Here’s how it works:

  • Fetch deals from HubSpot.
  • Collect context — linked support tickets and feature usage from a Google Sheet.
  • Run sentiment analysis on the tickets to generate a customer health score.
  • Evaluate risk — an AI agent reviews deal age, sentiment score, and usage trends against predefined thresholds.
  • Send alerts — if churn risk is detected, it automatically sends a clear, data-driven email to the responsible team member with next-step recommendations.

How to set it up

To get started, configure your credentials and parameters in the following nodes:

  1. Credentials:
    • HubSpot: Connect your account (HubSpot: Get All Deals).
    • LLM Model: Add credentials for your preferred provider (Config: Set LLM for Agent & Chains).
    • Google Sheets: Connect your account (Tool: Get Feature Usage from Sheets).
    • Email: Set up your SMTP credentials (Email: Send Churn Alert).
  2. Tool URLs:
    • In Tool: Calculate Sentiment Score, enter the Webhook URL from the Trigger: Receive Tickets for Scoring node within this same workflow.
    • In Tool: Get HubSpot Data, enter the Endpoint URL for your MCP HubSpot data workflow. (Note: This tool does call an external workflow).
  3. Google Sheet:
    • In Tool: Get Feature Usage from Sheets, enter the Document ID for your own Google Sheet.
  4. Email Details:
    • In Email: Send Churn Alert, change the From and To email addresses.

Requirements

  • HubSpot account with Deals API access
  • LLM provider account (e.g.
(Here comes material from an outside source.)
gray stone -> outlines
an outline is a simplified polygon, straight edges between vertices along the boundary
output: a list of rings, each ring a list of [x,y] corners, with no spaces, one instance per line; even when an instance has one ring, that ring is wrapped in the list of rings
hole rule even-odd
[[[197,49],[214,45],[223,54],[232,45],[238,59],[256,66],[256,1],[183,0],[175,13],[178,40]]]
OpenAI)
  • Google Sheets tracking customer feature usage
  • n8n with LangChain community nodes enabled
  • A separate n8n workflow set up to act as an MCP endpoint for fetching HubSpot data (called by Tool: Get HubSpot Data).

How to customize it

Tailor this workflow to match your business logic:

  • Scoring logic: Adjust the JavaScript in the Code: Convert Sentiment to Score node to redefine how customer scores are calculated.
  • Alert thresholds: Update the prompt in the AI Chain: Analyze for Churn Risk node to fine-tune when alerts trigger (e.g. deal age, score cutoff, or usage drop).
  • Data sources: Swap HubSpot or Google Sheets for your CRM or database of choice — like Salesforce or Airtable.

Outcome: A proactive customer health monitoring system that surfaces risks before it’s too late — keeping your team focused on prevention, not firefighting.